For 1, I think it's hard to make a distinction between swapping an object, vs. swapping/mutating all of its fields such that it becomes equivalent to a different object.

For 3, some objects only need to be pinned under certain circumstances, e.g. futures only need to be pinned after they're polled for the first time, but not before. So it's convenient to separate the pinnability property to allow them to be moved freely beforehand.

I don't quite understand the usecase you have in mind for 4.

> For 1, I think it's hard to make a distinction between swapping an object, vs. swapping/mutating all of its fields such that it becomes equivalent to a different object.

Privacy. If an object has fields I can’t access, but I have an &mut reference, I can indirectly modify them by swapping the object.

More generally, there are a handful of special-seeming things one can do to an object: dropping it, swapping it, forgetting it, and leaking it. Rust does not offer especially strong controls for these except for pinned objects, and even then it feels like the controls are mostly a side effect of pinning.

> For 3, some objects only need to be pinned under certain circumstances, e.g. futures only need to be pinned after they're polled for the first time, but not before.

Is this actually useful in practice? (This is a genuine question, not a rhetorical question. But maybe let’s pretend that Rust had the cool ability to farm out initialization if uninitialized objects described in the OP: allowing access before pinning sounds a bit like allowing references to uninitialized data before initializing it.)

For #4, I’m not sure I have a real use case. Maybe I’ll try contemplating a bit more. Most I think that shared ^ exclusive is a neat concept but that maybe there’s room to extend it a little bit, and there isn’t any fundamental reason that a holder of an &mut reference needs to ensure that no one else can even identify the object while the &mut reference is live.

> Is this actually useful in practice?

It's required to do any intialization, particularly for compound futures (e.g. a "join" or "select" type of combinator), since you need to be able to move the future from where it's created to where it's eventually used/polled. I assume some of those cases could be subsumed by &uninit if that existed yeah.

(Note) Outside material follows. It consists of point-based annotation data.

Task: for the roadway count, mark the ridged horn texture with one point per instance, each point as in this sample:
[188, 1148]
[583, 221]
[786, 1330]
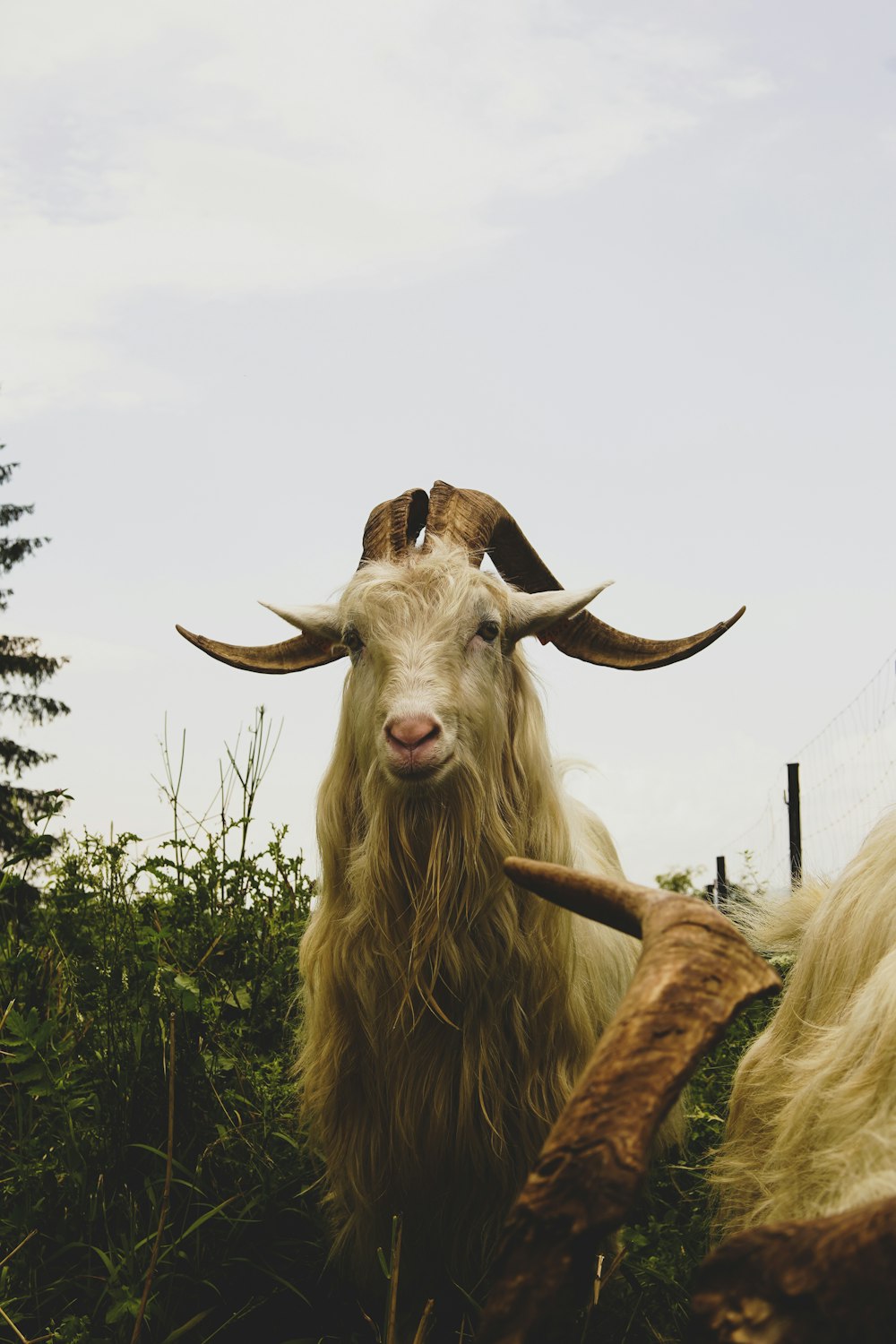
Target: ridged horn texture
[694, 975]
[289, 656]
[394, 527]
[482, 526]
[479, 523]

Passing an &uninit to a combinator seems like it would be strange.

But if you told me that some strongly typed language wanted to have coroutines and futures, that coroutine bodies would not execute at all until first polled, and that it was okay to move the thing you have before polling not the thing you had after polling, and I hadn’t seen Rust, I would maybe suggest:

1. Creating a Future (i.e. logically calling an async function) would return an object that is, conceptually, a NotYetPolledFuture. That object is movable or relocatable or whatever you call it (or it’s movable if and only if the parameters you passed are).

2. Later you exchange that object for a LiveFuture, which cannot be moved.

Rust has two limitations that would make this awkward:

- Rust doesn’t actually have immovable objects per se.

- The exchange is spelled fn exchange(val: Type1) -> Type2, which doesn’t work if Type2 is immovable.

But the &uninit/&own proposal in the OP is actually secretly a complex scheme using lifetimes to somewhat awkwardly do an in-place exchange from an uninitialized type to an initialized and owned type. Maybe that proposal could be extended a little bit to allow type exchanges. (Maybe it already does, sort of? You could pass an &uninit Future and a FutureToken and get out an &own Future, with the caveat that this would force the fields in the token to be moved unless the optimizer did something truly heroic.)